Species of gastropod

Borsonella callicesta is a species of sea snail, a marine gastropod mollusk in the family Borsoniidae.

==Description==
The length of the shell attains 13.5 mm, its diameter 6 mm.

The small shell is white, covered with an olivaceous periostracum, and with four whorls exclusive of an apical whorl or two (which in the specimens is always eroded). The suture is distinct. The edge of the whorl in front of it is slightly thickened. The spiral sculpture on the upper whorls consists of a somewhat blunt peripheral keel, undulated more or less toward the apex and obsolete on the body whorl. Other sculpture consists of minute, broken, irregular, more or less oblique, usually punctate impressed lines. The aperture is simple. The outer lip is sharp. The body of the shell is erased and white. The siphonal canal is short, somewhat recurved

The height of four whorls, 15 mm; of the body whorl, 10 mm; diameter of the shell: 7 mm.

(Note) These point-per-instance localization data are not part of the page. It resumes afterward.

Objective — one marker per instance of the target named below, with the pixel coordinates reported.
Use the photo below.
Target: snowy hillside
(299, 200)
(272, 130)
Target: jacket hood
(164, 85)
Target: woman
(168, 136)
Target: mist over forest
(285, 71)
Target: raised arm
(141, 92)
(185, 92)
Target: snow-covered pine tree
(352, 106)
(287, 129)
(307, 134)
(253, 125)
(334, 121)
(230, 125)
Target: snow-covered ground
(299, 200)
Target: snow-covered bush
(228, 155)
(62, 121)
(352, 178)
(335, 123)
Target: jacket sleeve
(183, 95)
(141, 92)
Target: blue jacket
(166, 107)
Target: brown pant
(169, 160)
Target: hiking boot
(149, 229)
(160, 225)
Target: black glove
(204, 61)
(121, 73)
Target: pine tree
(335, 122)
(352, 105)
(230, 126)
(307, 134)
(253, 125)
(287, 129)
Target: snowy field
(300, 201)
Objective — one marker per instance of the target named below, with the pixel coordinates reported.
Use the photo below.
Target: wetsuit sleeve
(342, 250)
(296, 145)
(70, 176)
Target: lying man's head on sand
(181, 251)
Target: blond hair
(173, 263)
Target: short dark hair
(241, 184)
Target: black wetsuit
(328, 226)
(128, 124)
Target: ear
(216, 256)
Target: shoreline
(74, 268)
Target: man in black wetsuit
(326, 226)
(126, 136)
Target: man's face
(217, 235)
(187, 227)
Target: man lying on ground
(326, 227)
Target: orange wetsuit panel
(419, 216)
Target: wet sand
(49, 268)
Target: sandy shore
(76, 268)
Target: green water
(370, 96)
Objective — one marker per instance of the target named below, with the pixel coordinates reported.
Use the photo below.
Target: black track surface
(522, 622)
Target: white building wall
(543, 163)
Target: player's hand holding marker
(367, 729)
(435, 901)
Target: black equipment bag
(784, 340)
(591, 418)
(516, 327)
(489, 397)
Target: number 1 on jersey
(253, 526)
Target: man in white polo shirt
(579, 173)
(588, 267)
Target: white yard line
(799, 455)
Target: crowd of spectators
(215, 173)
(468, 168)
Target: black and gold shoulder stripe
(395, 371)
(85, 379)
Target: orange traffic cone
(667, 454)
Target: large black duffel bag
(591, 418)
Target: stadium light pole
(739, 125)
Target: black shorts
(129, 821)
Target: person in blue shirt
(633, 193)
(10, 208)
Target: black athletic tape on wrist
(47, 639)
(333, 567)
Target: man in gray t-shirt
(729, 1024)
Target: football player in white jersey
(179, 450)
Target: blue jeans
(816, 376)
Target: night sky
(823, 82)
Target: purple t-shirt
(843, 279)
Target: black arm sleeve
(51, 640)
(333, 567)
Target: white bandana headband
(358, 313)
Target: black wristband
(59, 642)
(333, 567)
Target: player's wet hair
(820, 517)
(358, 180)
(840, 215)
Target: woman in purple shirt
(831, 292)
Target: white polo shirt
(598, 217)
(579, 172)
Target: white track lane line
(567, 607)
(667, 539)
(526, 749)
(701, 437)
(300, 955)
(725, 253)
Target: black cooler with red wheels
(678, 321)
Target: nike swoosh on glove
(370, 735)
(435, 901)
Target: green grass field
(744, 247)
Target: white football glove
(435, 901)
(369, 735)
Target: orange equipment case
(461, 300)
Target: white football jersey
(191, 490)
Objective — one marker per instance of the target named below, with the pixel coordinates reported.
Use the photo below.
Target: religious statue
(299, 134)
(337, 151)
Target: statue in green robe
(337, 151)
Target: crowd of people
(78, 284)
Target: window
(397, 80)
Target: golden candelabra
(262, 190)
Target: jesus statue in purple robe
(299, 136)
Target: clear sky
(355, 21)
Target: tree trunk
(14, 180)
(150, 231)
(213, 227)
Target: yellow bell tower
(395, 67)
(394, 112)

(Described as Antiplanes amphitrite) The white shell is covered with a pale olivaceous periostracum. It contains five or more well-rounded whorls exclusive of the (lost) protoconch. These show a rounded shoulder and a distinct but not appressed suture. The axial sculpture consists of, on the spire, obscure nodulations at the shoulder (about 15 on the penultimate whorl) which do not form ribs and are absent from the body whorl. The incremental lines are fine but obscure. Beside these there are minute, anteriorly obliquely retractive lines somewhat microscopically reticulated by the lines of growth.tTere is no spiral sculpture except on some specimens a few obsolete lines on the base. The anal sulcus is shallow, slightly removed from the suture. The fasciole is lightly impressed on the body whorl. The aperture is narrow. The outer lip is thin, sharp and arcuately produced. The inner lip is erased. The columella is white, solid straight, anteriorly obliquely attenuated. The siphonal canal is wide, straight and distinct

==Distribution==
This species occurs in the Pacific Ocean off San Diego, California, Mexico and in the Gulf of Panama.